Proper oral hygiene combined with quality products is supposed to help make it simple to keep your teeth healthy at home. In between annual or bi-annual dental visits, practicing proper brushing techniques, good flossing, possibly adding in an alcohol-free mouthwash and replacing toothbrushes on a regular basis is foundational. However, it’s been discovered that some very common products—including toothpaste—might actually be staining teeth brown.
Most people already know the common culprits of tooth stains: Red wine, dark sodas, coffee and berries are high up on the list. Lately, some dentists have noticed increased stains on teeth, even on patients who don’t regularly eat or drink dark foods and beverages. What these patients had in common was a common toothpaste or mouth rinse containing stannuous fluorides, which ultimately makes teeth look like they’ve been heavily stained with coffee.
A Vicious Cycle
Both the toothpaste and mouthwash also have the active ingredient cetylpyridinium chloride, which is what turns potential stains into full-fledged stains. This ingredient isn’t necessarily unique to one particular manufacturer. For patients worried about tooth staining, double-check the ingredients list in your oral health care products for peace of mind. This may also be a time to consider switching to a more natural toothpaste with fewer ingredients for overall health. Less can be better in some aspects of dental care.

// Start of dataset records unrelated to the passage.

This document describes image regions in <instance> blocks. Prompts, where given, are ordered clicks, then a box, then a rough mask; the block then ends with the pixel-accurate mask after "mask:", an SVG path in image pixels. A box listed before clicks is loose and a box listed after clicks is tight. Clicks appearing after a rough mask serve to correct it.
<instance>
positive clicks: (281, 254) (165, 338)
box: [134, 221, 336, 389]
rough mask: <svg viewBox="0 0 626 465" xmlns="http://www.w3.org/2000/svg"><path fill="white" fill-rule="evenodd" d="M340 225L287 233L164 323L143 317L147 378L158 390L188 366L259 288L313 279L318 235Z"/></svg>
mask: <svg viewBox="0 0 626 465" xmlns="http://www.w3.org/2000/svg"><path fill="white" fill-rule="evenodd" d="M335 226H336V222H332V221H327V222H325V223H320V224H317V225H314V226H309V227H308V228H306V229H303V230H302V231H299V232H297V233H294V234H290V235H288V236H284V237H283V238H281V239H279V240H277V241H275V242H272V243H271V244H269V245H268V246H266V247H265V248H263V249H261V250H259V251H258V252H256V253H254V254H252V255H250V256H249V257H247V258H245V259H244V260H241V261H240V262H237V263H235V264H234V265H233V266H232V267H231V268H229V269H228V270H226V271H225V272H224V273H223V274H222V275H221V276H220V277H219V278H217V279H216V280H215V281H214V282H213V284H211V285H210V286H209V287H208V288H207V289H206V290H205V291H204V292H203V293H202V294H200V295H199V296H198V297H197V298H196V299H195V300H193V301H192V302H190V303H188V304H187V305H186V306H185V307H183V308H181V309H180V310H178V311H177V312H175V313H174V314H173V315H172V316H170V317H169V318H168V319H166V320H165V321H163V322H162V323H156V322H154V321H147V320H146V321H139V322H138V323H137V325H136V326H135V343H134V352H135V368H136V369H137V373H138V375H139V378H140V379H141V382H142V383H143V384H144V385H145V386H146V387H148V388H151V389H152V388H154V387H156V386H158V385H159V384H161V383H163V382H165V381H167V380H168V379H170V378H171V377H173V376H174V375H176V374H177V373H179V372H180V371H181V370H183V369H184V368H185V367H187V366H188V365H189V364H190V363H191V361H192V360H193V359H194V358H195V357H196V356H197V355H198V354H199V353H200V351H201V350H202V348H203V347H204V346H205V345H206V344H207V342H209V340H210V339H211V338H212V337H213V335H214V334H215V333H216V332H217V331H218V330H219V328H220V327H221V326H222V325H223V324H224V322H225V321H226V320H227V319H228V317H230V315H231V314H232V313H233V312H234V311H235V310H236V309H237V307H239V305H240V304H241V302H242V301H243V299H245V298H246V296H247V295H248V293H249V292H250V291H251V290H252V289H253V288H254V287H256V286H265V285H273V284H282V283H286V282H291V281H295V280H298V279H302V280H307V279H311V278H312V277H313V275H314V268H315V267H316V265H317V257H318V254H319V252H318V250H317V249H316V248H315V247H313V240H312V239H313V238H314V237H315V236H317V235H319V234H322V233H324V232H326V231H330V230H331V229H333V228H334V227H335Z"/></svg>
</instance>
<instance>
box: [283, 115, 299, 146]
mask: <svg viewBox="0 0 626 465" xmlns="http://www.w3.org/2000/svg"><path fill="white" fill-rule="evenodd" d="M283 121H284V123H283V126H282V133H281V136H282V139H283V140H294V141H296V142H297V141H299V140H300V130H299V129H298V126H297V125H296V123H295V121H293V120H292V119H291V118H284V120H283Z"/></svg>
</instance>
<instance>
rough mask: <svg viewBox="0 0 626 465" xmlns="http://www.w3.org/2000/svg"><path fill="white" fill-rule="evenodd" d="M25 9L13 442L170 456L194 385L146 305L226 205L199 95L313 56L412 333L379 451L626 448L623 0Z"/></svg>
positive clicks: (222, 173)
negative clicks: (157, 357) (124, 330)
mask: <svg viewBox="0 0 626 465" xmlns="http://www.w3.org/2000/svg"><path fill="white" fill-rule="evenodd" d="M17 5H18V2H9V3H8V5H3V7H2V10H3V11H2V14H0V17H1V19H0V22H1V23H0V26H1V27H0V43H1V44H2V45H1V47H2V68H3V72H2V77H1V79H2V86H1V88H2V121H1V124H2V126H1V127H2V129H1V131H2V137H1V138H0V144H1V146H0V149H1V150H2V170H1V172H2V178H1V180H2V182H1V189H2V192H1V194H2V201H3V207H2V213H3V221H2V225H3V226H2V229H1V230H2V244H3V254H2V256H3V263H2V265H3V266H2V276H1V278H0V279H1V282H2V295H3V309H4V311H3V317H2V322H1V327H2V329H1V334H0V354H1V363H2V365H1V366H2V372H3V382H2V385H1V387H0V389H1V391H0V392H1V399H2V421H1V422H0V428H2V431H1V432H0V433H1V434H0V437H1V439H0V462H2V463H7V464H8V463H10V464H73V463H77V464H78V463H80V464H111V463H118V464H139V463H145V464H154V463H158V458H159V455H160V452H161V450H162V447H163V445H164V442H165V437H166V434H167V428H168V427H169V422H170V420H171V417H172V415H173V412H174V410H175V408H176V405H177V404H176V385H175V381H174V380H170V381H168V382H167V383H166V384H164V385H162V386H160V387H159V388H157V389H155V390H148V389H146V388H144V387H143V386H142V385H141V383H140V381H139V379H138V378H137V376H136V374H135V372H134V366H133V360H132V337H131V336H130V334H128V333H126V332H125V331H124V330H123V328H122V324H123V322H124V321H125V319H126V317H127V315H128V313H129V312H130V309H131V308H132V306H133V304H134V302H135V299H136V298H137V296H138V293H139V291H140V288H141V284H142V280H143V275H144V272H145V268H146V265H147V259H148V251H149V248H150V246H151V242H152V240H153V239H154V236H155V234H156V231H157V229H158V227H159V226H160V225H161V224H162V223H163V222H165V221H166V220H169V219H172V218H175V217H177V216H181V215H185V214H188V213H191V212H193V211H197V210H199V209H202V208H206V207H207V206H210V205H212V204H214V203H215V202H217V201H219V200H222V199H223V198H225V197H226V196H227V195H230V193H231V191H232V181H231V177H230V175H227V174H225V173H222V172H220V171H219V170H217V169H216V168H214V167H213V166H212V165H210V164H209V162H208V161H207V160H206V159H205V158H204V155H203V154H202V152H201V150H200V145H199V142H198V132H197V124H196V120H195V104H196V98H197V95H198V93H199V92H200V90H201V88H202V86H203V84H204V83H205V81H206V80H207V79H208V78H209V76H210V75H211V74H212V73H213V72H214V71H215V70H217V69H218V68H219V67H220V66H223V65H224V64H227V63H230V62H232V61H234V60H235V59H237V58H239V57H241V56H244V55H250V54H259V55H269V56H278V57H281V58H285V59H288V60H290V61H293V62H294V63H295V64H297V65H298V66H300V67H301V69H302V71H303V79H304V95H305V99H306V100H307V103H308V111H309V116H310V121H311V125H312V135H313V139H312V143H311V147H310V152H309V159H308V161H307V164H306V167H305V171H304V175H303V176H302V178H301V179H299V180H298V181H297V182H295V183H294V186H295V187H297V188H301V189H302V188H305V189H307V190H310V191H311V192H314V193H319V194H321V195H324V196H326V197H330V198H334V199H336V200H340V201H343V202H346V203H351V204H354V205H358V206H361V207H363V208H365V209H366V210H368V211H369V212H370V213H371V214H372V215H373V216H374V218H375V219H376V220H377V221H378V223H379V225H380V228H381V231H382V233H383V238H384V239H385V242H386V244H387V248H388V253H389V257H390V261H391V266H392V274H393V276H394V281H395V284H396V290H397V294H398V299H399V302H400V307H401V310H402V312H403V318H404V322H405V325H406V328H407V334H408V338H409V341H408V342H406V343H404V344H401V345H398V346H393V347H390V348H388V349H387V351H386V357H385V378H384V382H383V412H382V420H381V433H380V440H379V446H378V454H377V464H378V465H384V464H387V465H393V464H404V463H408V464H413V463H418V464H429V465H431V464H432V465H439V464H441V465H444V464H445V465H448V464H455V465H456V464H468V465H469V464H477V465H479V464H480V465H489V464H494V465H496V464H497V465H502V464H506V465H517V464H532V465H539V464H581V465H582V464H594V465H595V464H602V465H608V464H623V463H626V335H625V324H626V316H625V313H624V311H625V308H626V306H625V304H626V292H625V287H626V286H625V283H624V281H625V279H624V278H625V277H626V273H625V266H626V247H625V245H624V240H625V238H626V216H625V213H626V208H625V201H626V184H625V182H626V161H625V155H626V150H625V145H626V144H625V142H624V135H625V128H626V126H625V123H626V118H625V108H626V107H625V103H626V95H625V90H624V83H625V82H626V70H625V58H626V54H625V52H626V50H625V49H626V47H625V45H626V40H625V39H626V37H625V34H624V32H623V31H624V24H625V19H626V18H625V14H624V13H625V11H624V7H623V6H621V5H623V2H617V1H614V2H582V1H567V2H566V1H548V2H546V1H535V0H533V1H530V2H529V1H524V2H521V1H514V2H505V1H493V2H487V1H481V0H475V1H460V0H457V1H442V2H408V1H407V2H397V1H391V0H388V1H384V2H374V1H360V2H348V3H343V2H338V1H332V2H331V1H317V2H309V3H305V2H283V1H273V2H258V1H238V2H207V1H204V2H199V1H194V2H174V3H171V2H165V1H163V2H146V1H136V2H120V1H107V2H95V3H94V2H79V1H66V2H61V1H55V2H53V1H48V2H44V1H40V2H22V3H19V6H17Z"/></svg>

However, also remember that everyone has a different “whitest white.” It may not be possible to get Hollywood-level white teeth, because many people in Hollywood are actually sporting porcelain veneers. Cosmetic dentistry, though, can be expensive and is not often covered by insurance. A better approach is proper care of your natural teeth, perhaps straightening them with orthodontics, and keeping up with those scheduled dental appointments.
In Defense of Toothpaste
No toothpaste manufacturer has released an official statement about this kind of staining, so it is up to the consumer to double check ingredients and keep an eye on their teeth for staining. Checking ingredients should be standard anyway, and staining issues serve as a reminder to keep an eye on what dental patients are putting on their enamel. However, patients should also remember they do not have to decide between fighting plaque and white teeth. There are toothpastes and rinses which whiten teeth and fight plaque.
A dentist can recommend the best products for your goals and unique mouth. There are many choices out there, but a professional can help you narrow down the best options for you.